Oleh : Sumarni Ummu Suci

Kebijakan larangan pengecer menjual LPG 3 kg yang di berlakukan kementrian ESDM pada 1 februari 2025 lalu, menuai polemik di tengah masyarakat.(dikutip : www.tempo.com).

Menurut pemerintah kebijakan tersebut bertujuan untuk memastikan distribusi LPG lebih tertata dan tepat sasaran.(Dikutip : www.nasional.kompas.com).

Namun efeknya justru memicu kepanikan di tengah masyarakat.Hingga membuat mereka mengantri panjang berjam - jam di pangkalan resmi.Demi mendapatkan LPG 3 kg.(Dikutip : www.antaranews.com).

Kondisi ini nyatanya membawa duka setelah seorang ibu yang memiliki usaha menjual nasi uduk di temukan meninggal dunia usai antri membeli gas 3 kg selama 2 jam di bawah terik matahari.Peristiwa ini terjadi di Pamulang Barat Kota Tangerang Selatan.(Dikutip :www.detik.com).

Memang benar bahwa kebijakan larangan penjualan gas LPJ 3 kg secara eceran ini tidak hanya menyusahkan konsumen, tetapi juga mematikan pengusaha kecil bahkan pedagang eceran ikut menjerit akibat tidak lagi bisa menjual gas melon (LPJ 3 kg).

Mereka di haruskan memiliki izin sebagai pangkalan, jika ingin tetap menjual gas LPG 3 kg.
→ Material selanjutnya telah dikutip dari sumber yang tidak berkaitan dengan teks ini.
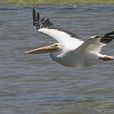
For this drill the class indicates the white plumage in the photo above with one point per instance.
(71, 50)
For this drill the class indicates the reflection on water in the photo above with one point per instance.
(36, 84)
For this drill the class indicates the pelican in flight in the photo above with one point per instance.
(70, 50)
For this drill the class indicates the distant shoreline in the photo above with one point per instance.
(55, 2)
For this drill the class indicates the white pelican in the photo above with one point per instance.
(71, 50)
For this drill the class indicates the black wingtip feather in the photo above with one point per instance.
(40, 23)
(108, 37)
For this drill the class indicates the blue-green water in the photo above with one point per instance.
(34, 84)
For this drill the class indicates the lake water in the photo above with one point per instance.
(34, 84)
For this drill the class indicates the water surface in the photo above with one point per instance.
(34, 84)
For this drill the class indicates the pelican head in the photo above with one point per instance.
(45, 49)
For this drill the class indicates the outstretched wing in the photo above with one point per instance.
(45, 26)
(96, 43)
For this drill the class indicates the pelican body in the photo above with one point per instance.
(70, 50)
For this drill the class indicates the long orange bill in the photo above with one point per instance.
(41, 50)
(107, 58)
Sementara biaya yang di perlukan menjadi pangkalan cukup besar.Sesuatu yang sulit di penuhi oleh pedagang kecil.

Setelah mendapat protes dari masyarakat terkait sulitnya mendapat gas LPJ 3 kg, DPR dan Pemerintah akhirnya memutuskan untuk mengaktifkan kembali pengecer LPJ 3 kg per selasa 4 februari 2025.(Dikutip : www.tempo.com).

Meski demikian kelangkaan gas masih terus berlangsung.

Perubahan sistem distribusi LPG yang mewajibkan pengecer beralih menjadi pangkalan resmi untuk bisa mendapatkan stok gas melon adalah keniscayaan dalam sistem kapitalisme.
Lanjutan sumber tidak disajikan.